Over the course of three months, a laboratory-based cross sectional investigation was conducted on a total of 40 clinical isolates of MDR Escherichia coli from patients visiting a tertiary care hospital in Kathmandu, Nepal (November 2020-Janaury 2021). Various concentrations of copper were leached from a copper pot over a period of time (2 hours, 6 hours, 12 hours, 18 hours, and 24 hours) and quantified using atomic absorption (Figure 1). A pH meter was also used to measure the pH of deionized water (Figure 2). LB broth was made from water that had been held in a copper pot for various periods of time. The mean viable count of MDR E. coli isolated from various clinical samples (urine, pus, sputum, blood) was compared using normal water as a reference and water held in a copper pot for various time intervals (2hrs, 6hrs, 12hrs, 18hrs and 24hrs) as a test.
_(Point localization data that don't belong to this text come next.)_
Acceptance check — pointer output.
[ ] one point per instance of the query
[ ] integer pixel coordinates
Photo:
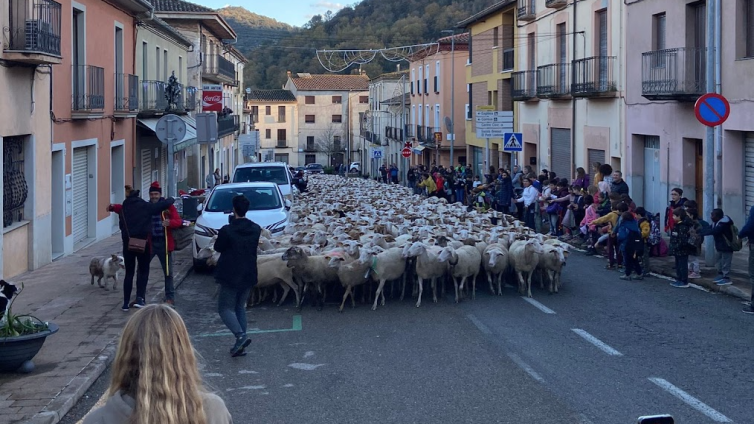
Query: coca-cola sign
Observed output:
(212, 98)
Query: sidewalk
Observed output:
(90, 321)
(739, 273)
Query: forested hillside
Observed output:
(369, 24)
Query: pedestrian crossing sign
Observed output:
(513, 142)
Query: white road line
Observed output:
(690, 400)
(483, 328)
(597, 342)
(524, 366)
(539, 306)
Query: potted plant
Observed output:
(21, 338)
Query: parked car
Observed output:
(268, 208)
(314, 168)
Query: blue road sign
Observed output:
(514, 142)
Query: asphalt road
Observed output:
(601, 351)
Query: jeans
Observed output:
(142, 274)
(231, 305)
(159, 249)
(682, 268)
(632, 263)
(722, 260)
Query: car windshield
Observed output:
(273, 174)
(260, 198)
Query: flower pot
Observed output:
(14, 351)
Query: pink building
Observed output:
(666, 63)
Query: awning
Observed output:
(188, 140)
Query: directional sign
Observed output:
(712, 109)
(513, 142)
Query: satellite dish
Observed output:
(449, 124)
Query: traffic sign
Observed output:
(513, 142)
(712, 109)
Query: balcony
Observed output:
(227, 124)
(554, 81)
(126, 96)
(88, 92)
(33, 32)
(594, 77)
(218, 69)
(524, 85)
(674, 74)
(556, 4)
(526, 10)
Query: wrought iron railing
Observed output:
(34, 26)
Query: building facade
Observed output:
(274, 114)
(569, 84)
(329, 107)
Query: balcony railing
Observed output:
(554, 81)
(227, 124)
(219, 68)
(594, 77)
(508, 59)
(126, 92)
(34, 28)
(674, 74)
(88, 88)
(524, 85)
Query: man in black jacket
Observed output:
(236, 270)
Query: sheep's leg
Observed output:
(421, 288)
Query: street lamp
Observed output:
(452, 128)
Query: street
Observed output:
(600, 351)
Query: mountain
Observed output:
(369, 24)
(252, 29)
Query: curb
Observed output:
(77, 387)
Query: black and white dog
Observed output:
(7, 291)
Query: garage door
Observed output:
(560, 160)
(749, 173)
(80, 195)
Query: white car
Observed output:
(268, 208)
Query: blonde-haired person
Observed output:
(155, 377)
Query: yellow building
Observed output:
(488, 78)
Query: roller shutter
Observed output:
(560, 156)
(80, 195)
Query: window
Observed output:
(16, 189)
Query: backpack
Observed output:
(654, 233)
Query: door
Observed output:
(80, 194)
(654, 199)
(560, 152)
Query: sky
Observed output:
(293, 12)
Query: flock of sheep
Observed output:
(353, 232)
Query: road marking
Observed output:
(483, 328)
(539, 306)
(597, 342)
(524, 366)
(296, 326)
(690, 400)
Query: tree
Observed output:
(329, 142)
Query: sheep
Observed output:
(464, 263)
(524, 258)
(426, 266)
(495, 260)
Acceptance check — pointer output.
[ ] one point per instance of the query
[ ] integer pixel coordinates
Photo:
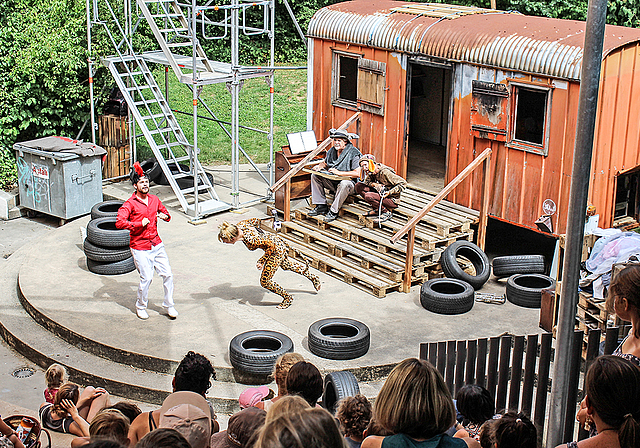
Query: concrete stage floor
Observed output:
(218, 295)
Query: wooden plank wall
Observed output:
(113, 136)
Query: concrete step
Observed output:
(44, 348)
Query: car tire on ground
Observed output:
(111, 268)
(339, 338)
(103, 232)
(187, 182)
(256, 351)
(105, 209)
(518, 264)
(526, 289)
(447, 296)
(152, 168)
(105, 254)
(472, 253)
(338, 385)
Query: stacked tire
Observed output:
(107, 247)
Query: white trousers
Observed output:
(146, 261)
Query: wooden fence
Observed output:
(516, 369)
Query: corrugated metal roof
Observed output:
(501, 39)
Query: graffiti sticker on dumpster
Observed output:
(41, 171)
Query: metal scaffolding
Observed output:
(179, 27)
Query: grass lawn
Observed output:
(215, 146)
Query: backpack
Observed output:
(32, 437)
(116, 104)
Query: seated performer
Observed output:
(380, 182)
(342, 160)
(275, 255)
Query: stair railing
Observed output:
(410, 227)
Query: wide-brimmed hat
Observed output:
(242, 427)
(189, 414)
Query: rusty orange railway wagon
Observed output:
(437, 84)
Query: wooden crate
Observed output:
(117, 162)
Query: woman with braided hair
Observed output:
(275, 255)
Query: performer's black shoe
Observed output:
(330, 216)
(321, 209)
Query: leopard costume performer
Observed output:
(275, 255)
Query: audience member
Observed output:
(254, 397)
(7, 434)
(242, 429)
(612, 404)
(55, 376)
(374, 429)
(476, 405)
(189, 414)
(313, 427)
(624, 299)
(71, 411)
(514, 429)
(354, 414)
(486, 434)
(108, 424)
(194, 374)
(289, 405)
(416, 406)
(129, 409)
(304, 379)
(163, 438)
(280, 372)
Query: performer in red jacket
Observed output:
(139, 214)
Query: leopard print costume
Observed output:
(275, 255)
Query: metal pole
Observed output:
(587, 105)
(194, 78)
(271, 93)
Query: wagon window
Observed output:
(358, 83)
(530, 119)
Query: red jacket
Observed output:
(130, 217)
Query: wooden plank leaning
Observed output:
(409, 227)
(300, 165)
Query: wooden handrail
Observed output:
(410, 226)
(445, 191)
(296, 168)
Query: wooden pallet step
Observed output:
(341, 249)
(426, 196)
(444, 207)
(397, 257)
(442, 227)
(336, 268)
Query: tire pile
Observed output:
(255, 353)
(106, 247)
(456, 293)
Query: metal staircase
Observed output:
(160, 128)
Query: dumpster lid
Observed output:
(63, 145)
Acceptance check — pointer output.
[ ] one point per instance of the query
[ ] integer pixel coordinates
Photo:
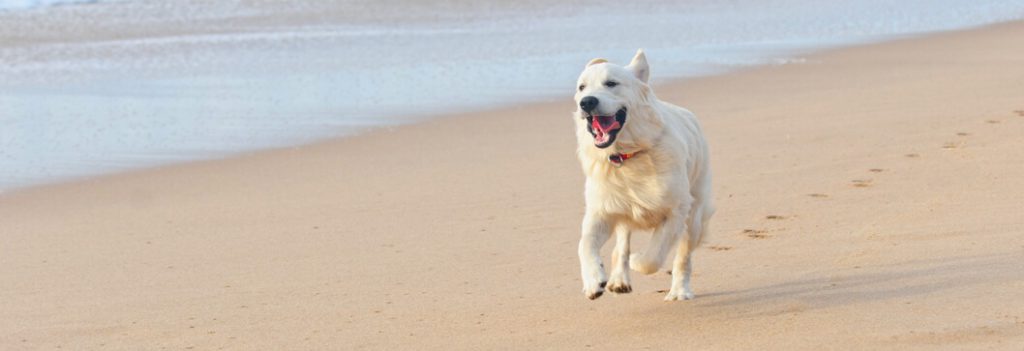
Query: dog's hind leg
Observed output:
(595, 232)
(681, 269)
(620, 281)
(665, 238)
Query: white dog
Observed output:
(647, 169)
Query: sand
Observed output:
(868, 199)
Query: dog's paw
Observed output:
(595, 291)
(679, 296)
(639, 263)
(620, 286)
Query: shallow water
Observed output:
(189, 80)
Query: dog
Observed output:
(647, 169)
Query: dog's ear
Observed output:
(639, 67)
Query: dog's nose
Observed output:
(588, 103)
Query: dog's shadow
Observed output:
(894, 282)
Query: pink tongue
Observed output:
(605, 124)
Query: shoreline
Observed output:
(130, 87)
(411, 120)
(866, 201)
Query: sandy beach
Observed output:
(868, 199)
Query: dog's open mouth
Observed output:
(605, 128)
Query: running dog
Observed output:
(647, 170)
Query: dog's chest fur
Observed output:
(636, 192)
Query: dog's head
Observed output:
(608, 95)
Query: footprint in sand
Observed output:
(861, 182)
(756, 233)
(952, 145)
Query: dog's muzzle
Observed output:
(605, 128)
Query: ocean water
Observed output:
(192, 80)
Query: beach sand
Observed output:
(868, 199)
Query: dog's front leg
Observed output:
(662, 243)
(619, 282)
(596, 230)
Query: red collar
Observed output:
(619, 159)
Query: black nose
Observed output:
(588, 103)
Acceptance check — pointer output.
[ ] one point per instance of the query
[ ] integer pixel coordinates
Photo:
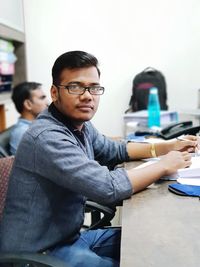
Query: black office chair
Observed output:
(39, 259)
(4, 142)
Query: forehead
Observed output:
(89, 74)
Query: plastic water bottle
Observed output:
(153, 108)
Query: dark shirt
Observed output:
(56, 168)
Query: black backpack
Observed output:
(142, 82)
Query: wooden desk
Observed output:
(160, 229)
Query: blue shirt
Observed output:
(56, 168)
(17, 132)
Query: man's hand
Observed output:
(175, 160)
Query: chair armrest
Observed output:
(37, 259)
(96, 211)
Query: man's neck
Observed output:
(27, 116)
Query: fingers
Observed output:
(187, 158)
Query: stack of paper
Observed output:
(190, 175)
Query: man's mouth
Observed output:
(85, 107)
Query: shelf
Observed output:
(18, 40)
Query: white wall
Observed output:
(126, 36)
(11, 14)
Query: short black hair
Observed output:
(73, 60)
(21, 92)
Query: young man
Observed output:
(29, 100)
(63, 160)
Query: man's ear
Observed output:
(54, 93)
(27, 104)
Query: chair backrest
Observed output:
(5, 169)
(4, 142)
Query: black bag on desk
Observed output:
(142, 82)
(185, 190)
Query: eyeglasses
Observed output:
(76, 89)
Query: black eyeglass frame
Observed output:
(84, 88)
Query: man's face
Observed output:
(79, 108)
(38, 101)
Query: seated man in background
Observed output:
(29, 100)
(63, 160)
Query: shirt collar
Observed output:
(64, 119)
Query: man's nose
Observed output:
(86, 94)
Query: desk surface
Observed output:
(160, 228)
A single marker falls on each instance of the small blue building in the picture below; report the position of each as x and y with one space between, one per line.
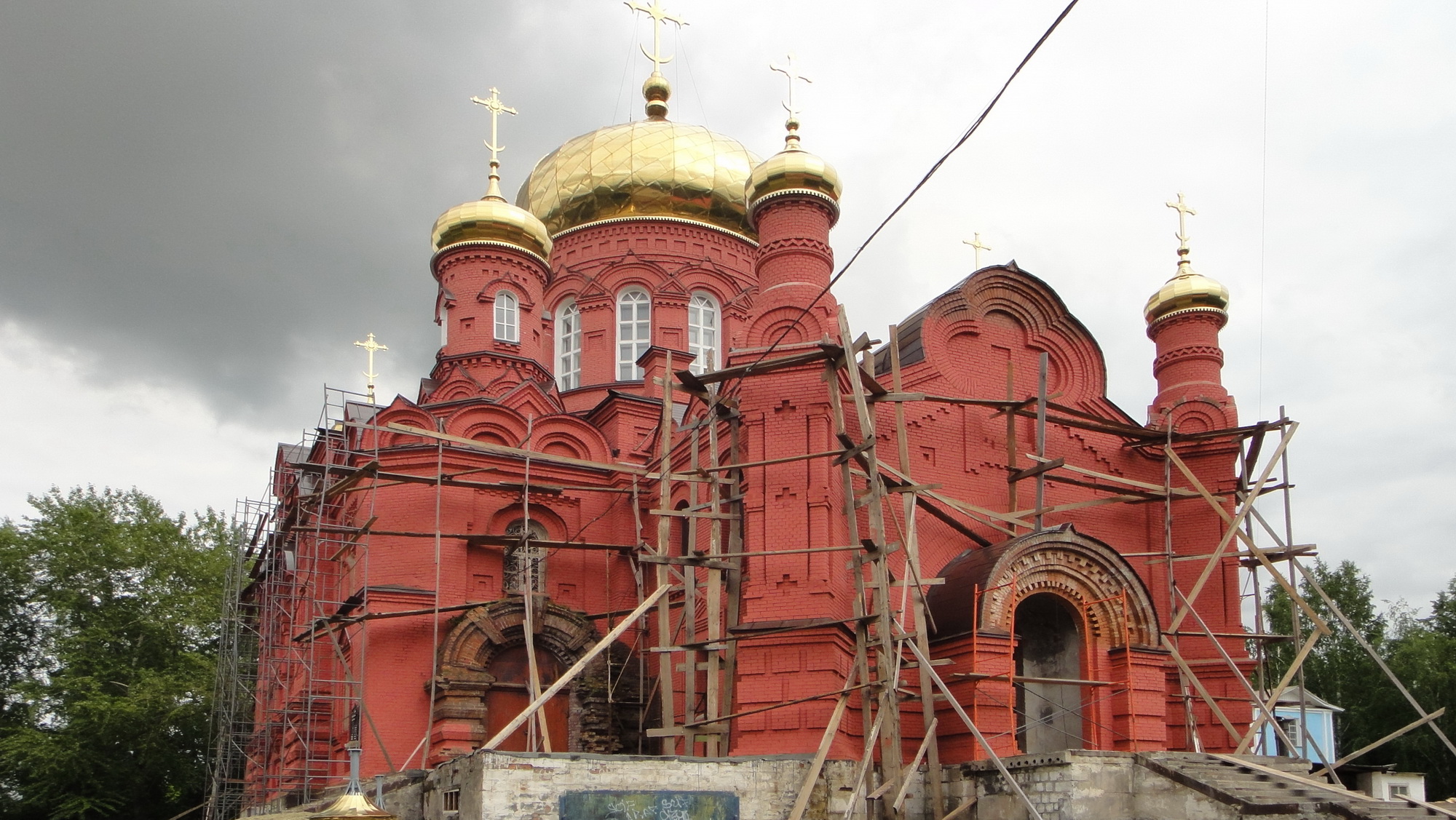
1314 741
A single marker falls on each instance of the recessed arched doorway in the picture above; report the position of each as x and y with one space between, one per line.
1049 648
510 694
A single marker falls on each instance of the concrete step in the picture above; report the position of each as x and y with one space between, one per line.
1267 786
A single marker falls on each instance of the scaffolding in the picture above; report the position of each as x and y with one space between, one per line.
286 684
283 698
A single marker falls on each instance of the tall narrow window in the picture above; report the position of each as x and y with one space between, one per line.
525 562
703 333
634 332
569 346
507 317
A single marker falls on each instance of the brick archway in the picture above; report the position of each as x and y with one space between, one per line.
1084 572
464 682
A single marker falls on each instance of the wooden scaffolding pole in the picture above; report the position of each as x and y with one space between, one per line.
873 501
930 747
665 611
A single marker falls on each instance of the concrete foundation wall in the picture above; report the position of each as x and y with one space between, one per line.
1064 786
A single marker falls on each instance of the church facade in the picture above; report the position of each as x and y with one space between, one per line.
483 537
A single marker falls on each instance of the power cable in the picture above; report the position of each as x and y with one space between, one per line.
922 183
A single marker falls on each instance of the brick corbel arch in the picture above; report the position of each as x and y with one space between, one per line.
467 652
1085 572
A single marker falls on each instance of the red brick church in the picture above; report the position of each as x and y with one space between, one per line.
432 554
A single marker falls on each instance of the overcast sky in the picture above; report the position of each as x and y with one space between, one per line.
203 204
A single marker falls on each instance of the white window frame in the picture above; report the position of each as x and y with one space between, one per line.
569 346
507 317
634 332
704 332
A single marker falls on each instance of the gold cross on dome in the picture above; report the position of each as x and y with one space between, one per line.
659 13
793 73
373 348
1184 211
979 247
497 108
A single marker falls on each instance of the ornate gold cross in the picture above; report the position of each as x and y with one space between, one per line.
497 108
659 13
1184 211
793 73
373 348
979 247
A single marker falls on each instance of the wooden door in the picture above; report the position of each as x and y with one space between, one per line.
510 696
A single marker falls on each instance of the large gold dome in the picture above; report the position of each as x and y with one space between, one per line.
652 167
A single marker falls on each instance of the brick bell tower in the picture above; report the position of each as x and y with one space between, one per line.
491 262
793 204
1184 319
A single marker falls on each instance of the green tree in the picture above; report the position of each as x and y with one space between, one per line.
1422 652
108 710
1339 669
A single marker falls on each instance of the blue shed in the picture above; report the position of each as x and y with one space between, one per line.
1314 741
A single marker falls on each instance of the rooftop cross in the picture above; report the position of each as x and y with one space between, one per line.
659 13
1184 211
979 247
497 108
793 73
373 348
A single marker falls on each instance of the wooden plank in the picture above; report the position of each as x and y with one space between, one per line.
1224 543
1380 744
780 706
976 732
503 450
691 514
576 669
687 562
769 461
1203 693
758 367
1301 780
665 613
1289 675
915 764
1036 470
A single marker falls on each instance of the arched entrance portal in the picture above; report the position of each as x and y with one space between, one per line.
1049 648
510 694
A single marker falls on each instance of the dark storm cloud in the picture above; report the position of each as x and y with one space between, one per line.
207 191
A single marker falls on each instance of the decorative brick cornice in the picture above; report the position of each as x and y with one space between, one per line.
797 246
800 195
1209 352
464 252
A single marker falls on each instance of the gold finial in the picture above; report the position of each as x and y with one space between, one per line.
1184 211
979 247
497 108
656 89
791 71
373 348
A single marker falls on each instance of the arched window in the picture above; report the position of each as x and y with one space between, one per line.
507 317
569 346
703 333
525 562
634 332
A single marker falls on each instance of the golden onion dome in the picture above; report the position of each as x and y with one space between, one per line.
650 167
1187 291
793 169
491 220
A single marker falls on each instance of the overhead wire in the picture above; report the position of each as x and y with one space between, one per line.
925 179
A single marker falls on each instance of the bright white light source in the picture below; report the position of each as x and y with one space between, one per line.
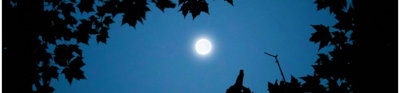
203 46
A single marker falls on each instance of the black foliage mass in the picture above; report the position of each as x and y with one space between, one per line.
238 86
363 58
32 26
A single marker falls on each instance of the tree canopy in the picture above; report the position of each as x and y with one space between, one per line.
364 54
31 26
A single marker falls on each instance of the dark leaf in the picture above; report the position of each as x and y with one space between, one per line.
108 20
64 53
83 31
134 10
193 6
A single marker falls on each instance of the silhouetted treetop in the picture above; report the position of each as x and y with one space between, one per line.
59 23
238 86
362 50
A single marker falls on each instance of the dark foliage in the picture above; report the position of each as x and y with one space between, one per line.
30 26
364 55
238 86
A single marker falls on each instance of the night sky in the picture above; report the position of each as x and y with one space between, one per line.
158 56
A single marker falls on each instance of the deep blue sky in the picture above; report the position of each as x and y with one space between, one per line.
158 56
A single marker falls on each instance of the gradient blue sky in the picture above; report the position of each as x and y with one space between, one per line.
158 56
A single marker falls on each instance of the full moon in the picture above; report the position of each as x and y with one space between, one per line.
203 46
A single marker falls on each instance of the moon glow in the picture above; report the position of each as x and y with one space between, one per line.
203 46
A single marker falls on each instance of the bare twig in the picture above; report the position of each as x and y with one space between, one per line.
276 60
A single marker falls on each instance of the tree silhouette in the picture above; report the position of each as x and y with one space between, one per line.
31 26
238 86
364 52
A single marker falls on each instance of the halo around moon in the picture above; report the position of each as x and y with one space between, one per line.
203 46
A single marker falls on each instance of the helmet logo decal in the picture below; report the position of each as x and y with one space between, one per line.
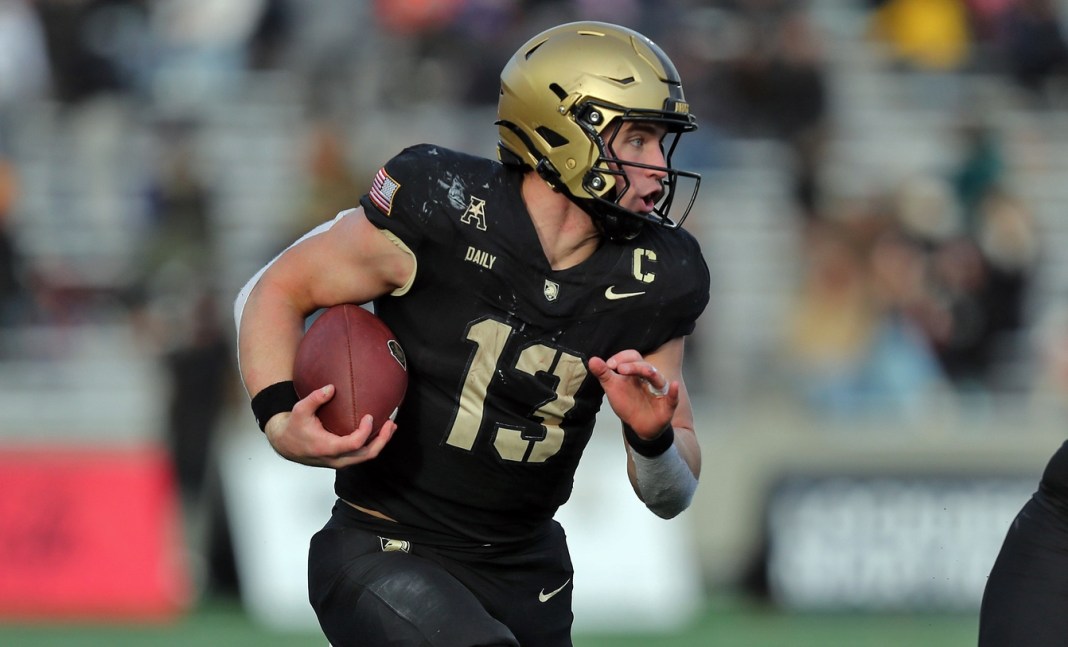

Viable count was greatly reduced as concentration of copper leach increases i.e. with increasing holding time which was statistically highly significant (Table 1). The appropriate holding time for drinking water in domestic copper pot against clinically isolated MDR E. coli were inhibited with maximum holding time of 24- hour. Survival of test organisms in different copper eluted water was expressed as Difference between mean starting inoculum and mean viable count (Δ log10 cfu/ml). Log reduction increases along with increase concentration of copper i.e. as holding time increases (Table 2). Copper pot showed 99.999% bacterial reduction in MDR E. coli isolated from pus, sputum, blood whereas 99.99% bacterial reduction from urine with 24-hour holding time.